Automatic cycle machine universal kill brute-force cracking without returning error keyword webshell

 

Author: zhima Xiaoye

There may be a lot of doubts about the previous statement that the automatic loop server cracked without returning errors. This time, we will show you a complete way to kill the problem.
Let's take a look at a PHP shell,

No error message is returned for the wrong password entered by this shell. keyword search on the logon page cannot be cracked ~ The following is a demonstration.

First use the packet capture tool to capture the package. You can see that the post submission method is used.

Enter the captured package in the Automatic cycle machine, and run the command to check whether the returned information is 200.

Set the dictionary file.

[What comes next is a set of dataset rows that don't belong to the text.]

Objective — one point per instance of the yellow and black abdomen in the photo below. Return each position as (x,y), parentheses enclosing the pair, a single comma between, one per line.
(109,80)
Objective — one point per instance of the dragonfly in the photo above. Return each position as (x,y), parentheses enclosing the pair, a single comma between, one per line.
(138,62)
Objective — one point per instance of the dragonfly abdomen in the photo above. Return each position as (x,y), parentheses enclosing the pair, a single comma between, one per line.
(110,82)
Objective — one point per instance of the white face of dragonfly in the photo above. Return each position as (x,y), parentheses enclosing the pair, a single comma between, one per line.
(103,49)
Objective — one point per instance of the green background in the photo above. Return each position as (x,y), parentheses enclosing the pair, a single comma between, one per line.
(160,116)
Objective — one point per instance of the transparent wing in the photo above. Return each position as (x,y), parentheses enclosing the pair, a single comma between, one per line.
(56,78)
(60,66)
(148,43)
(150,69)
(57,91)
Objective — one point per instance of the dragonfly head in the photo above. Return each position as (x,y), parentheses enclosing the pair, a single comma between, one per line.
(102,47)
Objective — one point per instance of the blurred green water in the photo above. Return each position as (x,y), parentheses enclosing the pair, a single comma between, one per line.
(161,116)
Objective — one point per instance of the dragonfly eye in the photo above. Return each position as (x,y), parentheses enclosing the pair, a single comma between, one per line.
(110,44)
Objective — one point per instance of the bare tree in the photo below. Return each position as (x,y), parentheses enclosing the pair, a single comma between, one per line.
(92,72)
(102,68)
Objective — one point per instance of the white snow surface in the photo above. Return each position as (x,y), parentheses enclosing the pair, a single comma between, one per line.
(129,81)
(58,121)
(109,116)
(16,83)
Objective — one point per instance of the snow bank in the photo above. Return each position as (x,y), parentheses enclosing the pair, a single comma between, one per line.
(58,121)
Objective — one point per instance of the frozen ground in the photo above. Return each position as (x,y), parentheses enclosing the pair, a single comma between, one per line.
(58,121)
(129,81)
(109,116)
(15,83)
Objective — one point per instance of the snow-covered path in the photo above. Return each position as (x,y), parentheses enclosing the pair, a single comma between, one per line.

Here we replace the red font content in the post with the adminpass = 123 & do = login parameter that calls the dictionary, and then select a dictionary for the dictionary.

Finally, we set an error keyword.

First, a copy of the returned package data is provided.

HTTP/1.1 200 OK
Date: Wed, 01 Jun 2011 11:00:20 GMT
Server: Apache/2.2.15 (Win32) PHP/5.2.13
X-Powered-By: PHP/5.2.13
Content-Length: 558
Keep-Alive: timeout = 5, max = 100
Connection: Keep-Alive
Content-Type: text/html

<Style type = "text/css">
Input {font-family: "Verdana"; font-size: "11px"; BACKGROUND-COLOR: "# FFFFFF"; height: "18px"; border: "1px solid #666666 ";}
</Style>
<Table width = "416" border = "0" align = "center" cellpadding = "0" cellspacing = "0">
<Form method = "POST" action = "">
<Tr>
<Td height = "75" align = "center">
<Span style = "font-size: 11px; font-family: Verdana"> password: </span> <input name = "adminpass" type = "password" size = "20">
<Input type = "hidden" name = "do" value = "login">
<Input type = "submit" value = "login">
</Td>
</Tr>
</Form>
</Table>
Copy code

Here we use the content in input as an error keyword.

Name = "adminpass" type = "password Copy code

After setting the password, let's crack the shell password ~
Check the password in the source code.

The password cracked by the automatic circulating machine is as follows:

This php shell password is easily cracked ~

Then let's crack the shell H4Ck Door.

I still remember the last time lostworf sent this shell to let me break the password. After studying it for a long time, I didn't know how to break it. This time I found a way to kill it. I see where you want to escape.

First, capture the packet and enter it in the Automatic cycle machine.

Select the dictionary, and finally set the error keyword. Here we continue to look for the content in the input.

<Input name = 'lpass' type = 'Password' size = '15'> <input type = 'submit 'value = 'sumbit'> </div> </center> Copy code

Find the input and select name = 'lpass' type = 'Password' as the keyword.

View the blasting result
Password in the source file:

Finally, let's look at the brute-force cracking results.

Many passwords are returned here. The first one is correct. Because this trojan will save cookies, other wrong passwords will be displayed after successful login.